Demo: https://godbolt.org/z/P81of9qav

Answer 2

It is not overly clever but if constexpr can clean it up a little bit:

#include <ranges>
#include <vector>
#include <algorithm>

template<class RangeIn, class RangeOut>
void forward_range(RangeIn&& from, RangeOut& to)
{
    if constexpr(std::is_rvalue_reference_v<RangeIn&&>)
        std::ranges::move(from, std::back_inserter(to));
    else
        std::ranges::copy(from, std::back_inserter(to));
}

void test()
{
  std::vector<int> a, b;
  forward_range(a, b); // copy
  forward_range(std::move(a), b); // move
}

Answer 3

从通用范围的值类别推断元素的生命周期属性是一个坏主意。
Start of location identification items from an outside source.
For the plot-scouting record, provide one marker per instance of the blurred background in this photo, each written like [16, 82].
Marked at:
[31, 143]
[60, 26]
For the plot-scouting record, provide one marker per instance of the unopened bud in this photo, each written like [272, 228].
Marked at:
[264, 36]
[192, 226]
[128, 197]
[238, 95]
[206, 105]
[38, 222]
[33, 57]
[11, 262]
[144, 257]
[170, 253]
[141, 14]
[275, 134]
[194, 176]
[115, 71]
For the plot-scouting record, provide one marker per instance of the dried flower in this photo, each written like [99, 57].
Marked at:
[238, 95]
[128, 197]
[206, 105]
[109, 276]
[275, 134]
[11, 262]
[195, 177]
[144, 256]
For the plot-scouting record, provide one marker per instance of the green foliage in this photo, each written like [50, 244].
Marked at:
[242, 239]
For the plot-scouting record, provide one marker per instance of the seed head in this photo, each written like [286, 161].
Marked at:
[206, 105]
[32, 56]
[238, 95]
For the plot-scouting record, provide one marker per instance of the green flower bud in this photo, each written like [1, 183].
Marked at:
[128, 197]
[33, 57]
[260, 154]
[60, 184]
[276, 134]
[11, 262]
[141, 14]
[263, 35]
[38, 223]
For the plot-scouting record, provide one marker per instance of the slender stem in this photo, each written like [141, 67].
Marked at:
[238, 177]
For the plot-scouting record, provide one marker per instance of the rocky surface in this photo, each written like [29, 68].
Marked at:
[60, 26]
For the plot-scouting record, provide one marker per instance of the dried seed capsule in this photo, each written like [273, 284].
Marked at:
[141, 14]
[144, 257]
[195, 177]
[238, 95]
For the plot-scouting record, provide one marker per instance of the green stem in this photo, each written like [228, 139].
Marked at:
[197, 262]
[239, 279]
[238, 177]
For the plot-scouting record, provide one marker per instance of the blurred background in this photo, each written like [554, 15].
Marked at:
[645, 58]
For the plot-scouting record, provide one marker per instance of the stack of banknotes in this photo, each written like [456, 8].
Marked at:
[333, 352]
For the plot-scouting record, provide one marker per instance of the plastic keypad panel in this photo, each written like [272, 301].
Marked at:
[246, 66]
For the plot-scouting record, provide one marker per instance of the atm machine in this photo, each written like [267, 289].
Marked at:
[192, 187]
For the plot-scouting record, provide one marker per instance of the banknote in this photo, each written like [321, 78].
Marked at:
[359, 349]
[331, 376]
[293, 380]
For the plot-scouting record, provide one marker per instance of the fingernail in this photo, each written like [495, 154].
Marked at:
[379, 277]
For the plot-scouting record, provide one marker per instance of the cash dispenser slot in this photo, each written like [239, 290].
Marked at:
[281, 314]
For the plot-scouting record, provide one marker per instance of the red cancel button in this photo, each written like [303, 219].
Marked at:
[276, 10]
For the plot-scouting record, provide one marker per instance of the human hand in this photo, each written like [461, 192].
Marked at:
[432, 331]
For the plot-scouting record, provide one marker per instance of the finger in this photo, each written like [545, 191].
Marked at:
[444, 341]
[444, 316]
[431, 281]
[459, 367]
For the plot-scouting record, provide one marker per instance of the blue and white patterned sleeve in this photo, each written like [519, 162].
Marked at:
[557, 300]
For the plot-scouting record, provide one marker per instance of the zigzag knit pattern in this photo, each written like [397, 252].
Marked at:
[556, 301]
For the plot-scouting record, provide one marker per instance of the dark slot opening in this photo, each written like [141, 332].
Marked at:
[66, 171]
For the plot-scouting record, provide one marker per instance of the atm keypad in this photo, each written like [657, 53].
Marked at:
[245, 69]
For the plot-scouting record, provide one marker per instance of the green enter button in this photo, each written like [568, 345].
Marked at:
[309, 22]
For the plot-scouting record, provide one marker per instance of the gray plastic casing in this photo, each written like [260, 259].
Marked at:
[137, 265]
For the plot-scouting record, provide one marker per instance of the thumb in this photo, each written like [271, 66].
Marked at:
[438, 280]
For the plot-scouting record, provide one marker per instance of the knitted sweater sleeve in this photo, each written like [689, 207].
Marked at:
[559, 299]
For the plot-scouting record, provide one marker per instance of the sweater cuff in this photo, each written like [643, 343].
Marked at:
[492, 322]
例如：

1. Astd::span<std::string>不应该将其元素移出，即使是span右值；跨度的值类别完全无关。
2. 对于ranges::transform_view<std::span<std::string>, some_function>右值也是如此，即使它不是borrowed_range.
3. 同样，对于 a 来说boost::iterator_range<std::string*>，即使这个遗留类型没有声明自己是 a view；
4. 对于 来说也是如此owning_view<boost::iterator_range<std::string*>>，尽管它是 的专业化owning_view。

目前还没有任何概念或特征可以让人们可靠地检测何时可以安全地执行此操作。最好的办法是让调用者使用views::as_rvalueC++23 中的类似方法显式选择加入。